Gli esperimenti di Coppola / 15 Febbraio 2017 in Twixt

Da una ventina d’anni a questa parte, non ho avuto l’occasione di seguire l’andamento della filmografia di Coppola Sr.
Già Jack con Robin Williams mi era parso qualcosa di strano, all’interno della sua, fino a quel momento, significativa carriera (escluso, per me, il film Peggy Sue si è sposata): non so bene se e come si siano evoluti nel frattempo il suo stile e la sua narrativa.
Certo è che questo Twixt è qualcosa che non mi sarei aspettata dal Coppola che conosco, perlomeno non in questa forma. Il risultato, per quel che mi riguarda, è estremamente ambiguo.
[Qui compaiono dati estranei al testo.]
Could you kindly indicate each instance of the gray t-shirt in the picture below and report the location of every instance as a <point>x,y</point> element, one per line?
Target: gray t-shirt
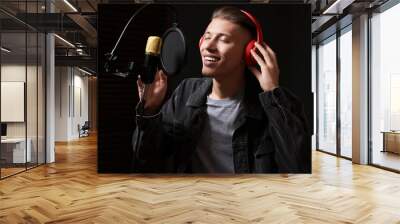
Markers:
<point>214,153</point>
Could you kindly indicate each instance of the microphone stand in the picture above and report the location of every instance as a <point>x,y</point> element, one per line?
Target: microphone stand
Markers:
<point>110,56</point>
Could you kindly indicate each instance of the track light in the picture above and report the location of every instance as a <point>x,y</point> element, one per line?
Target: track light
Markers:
<point>65,41</point>
<point>5,50</point>
<point>70,5</point>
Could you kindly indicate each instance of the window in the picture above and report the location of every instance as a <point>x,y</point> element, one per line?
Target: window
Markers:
<point>346,92</point>
<point>385,88</point>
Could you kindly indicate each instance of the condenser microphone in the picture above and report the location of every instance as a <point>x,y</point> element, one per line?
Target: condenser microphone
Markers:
<point>151,59</point>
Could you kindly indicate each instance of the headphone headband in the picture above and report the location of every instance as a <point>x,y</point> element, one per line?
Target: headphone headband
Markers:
<point>256,24</point>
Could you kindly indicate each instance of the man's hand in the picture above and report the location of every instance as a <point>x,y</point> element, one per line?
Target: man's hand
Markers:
<point>155,92</point>
<point>268,75</point>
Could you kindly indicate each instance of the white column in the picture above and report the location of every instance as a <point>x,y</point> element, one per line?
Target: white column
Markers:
<point>50,93</point>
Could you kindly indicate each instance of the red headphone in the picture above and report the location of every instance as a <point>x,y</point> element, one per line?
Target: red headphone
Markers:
<point>247,53</point>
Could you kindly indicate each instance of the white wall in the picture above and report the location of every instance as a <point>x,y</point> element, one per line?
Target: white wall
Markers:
<point>71,94</point>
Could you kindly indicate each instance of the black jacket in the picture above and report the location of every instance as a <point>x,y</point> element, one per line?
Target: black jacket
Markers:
<point>272,136</point>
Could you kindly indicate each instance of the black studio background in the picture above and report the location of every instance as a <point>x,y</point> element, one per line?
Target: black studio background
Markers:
<point>286,28</point>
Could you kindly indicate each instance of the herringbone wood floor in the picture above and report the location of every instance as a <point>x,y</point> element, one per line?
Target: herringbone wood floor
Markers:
<point>71,191</point>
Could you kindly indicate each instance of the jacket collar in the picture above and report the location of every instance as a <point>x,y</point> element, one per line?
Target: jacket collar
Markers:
<point>252,106</point>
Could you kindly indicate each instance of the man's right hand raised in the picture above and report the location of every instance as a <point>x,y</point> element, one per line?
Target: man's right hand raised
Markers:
<point>155,92</point>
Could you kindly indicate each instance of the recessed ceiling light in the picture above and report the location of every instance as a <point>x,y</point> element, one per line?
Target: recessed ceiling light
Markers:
<point>5,50</point>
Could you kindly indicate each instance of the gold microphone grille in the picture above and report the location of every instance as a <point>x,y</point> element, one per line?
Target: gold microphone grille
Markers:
<point>153,45</point>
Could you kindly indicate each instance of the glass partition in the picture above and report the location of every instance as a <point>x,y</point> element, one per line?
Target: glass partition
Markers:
<point>327,95</point>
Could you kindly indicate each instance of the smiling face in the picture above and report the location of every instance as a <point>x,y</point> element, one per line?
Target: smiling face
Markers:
<point>222,49</point>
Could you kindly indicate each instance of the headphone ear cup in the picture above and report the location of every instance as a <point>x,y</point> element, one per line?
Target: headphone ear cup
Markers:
<point>248,57</point>
<point>201,41</point>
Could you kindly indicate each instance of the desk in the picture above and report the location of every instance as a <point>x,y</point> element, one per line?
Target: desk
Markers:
<point>15,148</point>
<point>391,141</point>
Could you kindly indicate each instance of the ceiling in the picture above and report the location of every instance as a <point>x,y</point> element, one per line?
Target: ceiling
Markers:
<point>76,22</point>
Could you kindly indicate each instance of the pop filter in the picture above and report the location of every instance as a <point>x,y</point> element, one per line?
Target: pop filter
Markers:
<point>173,51</point>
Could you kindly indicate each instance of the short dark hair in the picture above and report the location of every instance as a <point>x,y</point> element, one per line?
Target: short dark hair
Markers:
<point>234,15</point>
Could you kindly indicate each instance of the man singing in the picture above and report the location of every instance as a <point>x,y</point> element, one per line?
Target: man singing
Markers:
<point>235,119</point>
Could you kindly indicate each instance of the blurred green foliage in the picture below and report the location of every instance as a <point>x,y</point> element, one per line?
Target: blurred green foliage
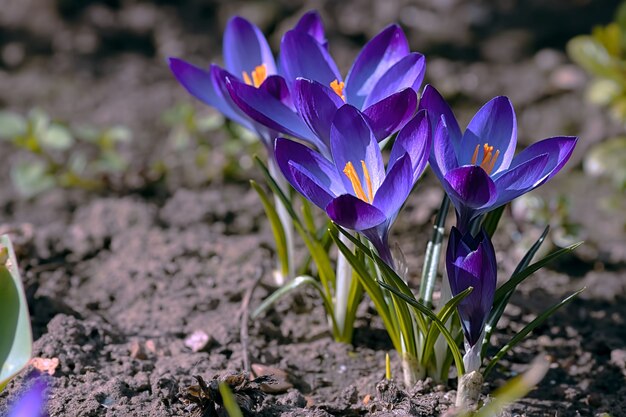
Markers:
<point>555,211</point>
<point>215,156</point>
<point>603,55</point>
<point>56,155</point>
I temi del vampirismo e del soprannaturale in genere sono, qui, un pretesto per imbastire un racconto dal forte taglio autobiografico: il protagonista è uno scrittore che non riesce a superare il trauma derivatogli da un dramma privato e che, attraverso un’avventura in bilico tra il sogno e la realtà, tra il mondo reale e il demi-monde degli spiriti e dei demoni, cerca di ritrovare sé stesso e la maniera per usare al meglio la propria Arte.
Nel 1986, Coppola ha visto morire uno dei suoi figli in un incidente tra barche, esattamente come il protagonista del film: la ricostruzione dell’evento all’interno della pellicola e l’ammissione di colpa dell’uomo, che si sente responsabile del fatto come se lo fosse stato lui a causarlo, sono una sorta di definitiva autoanalisi di Coppola, alla ricerca di un’assoluzione o di una forma di sollievo.
I dialoghi tra lo scrittore e la sua guida nell’altromondo, Edgar Allan Poe, sulla natura della composizione letteraria, sono estremamente interessanti, perché sottolineano la necessità di una struttura “matematica” capace di sostanziare l’atto creativo, a prescindere dai mezzi con cui esso viene messo in atto, là la letteratura e la poesia, qui il cinema.
Le citazioni a precedenti lavori coppoliani, poi, abbondano: non si tratta della sola presenza del vampiro, che richiama La vergine di cera (che diresse parzialmente, non accreditato) e, ovviamente, Dracula di Bram Stoker. I riferimenti principali sembrano I ragazzi della 56ma strada e, soprattutto, Rusty il selvaggio e, quindi, il tema dell’adolescenza ribelle e l’uso espressionista del colore che, al di là di un risultato estetico volutamente posticcio che pare desunto dagli adattamenti di Rodriguez e Miller di Sin City, gioca con il concetto di percezione, sensoriale e sensitiva, se mi si concede l’uso abbastanza improprio del termine.

Posto tutto questo, però, il risultato è talmente confuso e artefatto da lasciare un retrogusto decisamente amaro in bocca.
La storia è, a tratti, incomprensibile, tanto è pasticciata, e non mi riferisco solo alla sempre maggiore confusione tra realtà e aldilà/sogno: il film ha delle carenze a livello narrativo che trasudano (voluta?) ingenuità.

Buona la scelta degli attori: Val Kilmer (fisicamente alla deriva, se si pensa per un attimo ai pantaloni di pelle indossati in The Doors) si presta bene al ruolo dello scrittore fallito e tormentato, con una vena di autoironia decisamente azzeccata; Bruce Stern è molto adeguato nel ruolo dello sceriffo schizzato; Elle Fanning è una perfetta BereniceLenoreLadyMadelineEcc. e Ben Chaplin veste davvero bene i panni di Poe.
Menzione speciale per la voce fuori campo di Tom Waits che introduce la storia, creando una puntualissima ed eccellente atmosfera da gotico americano.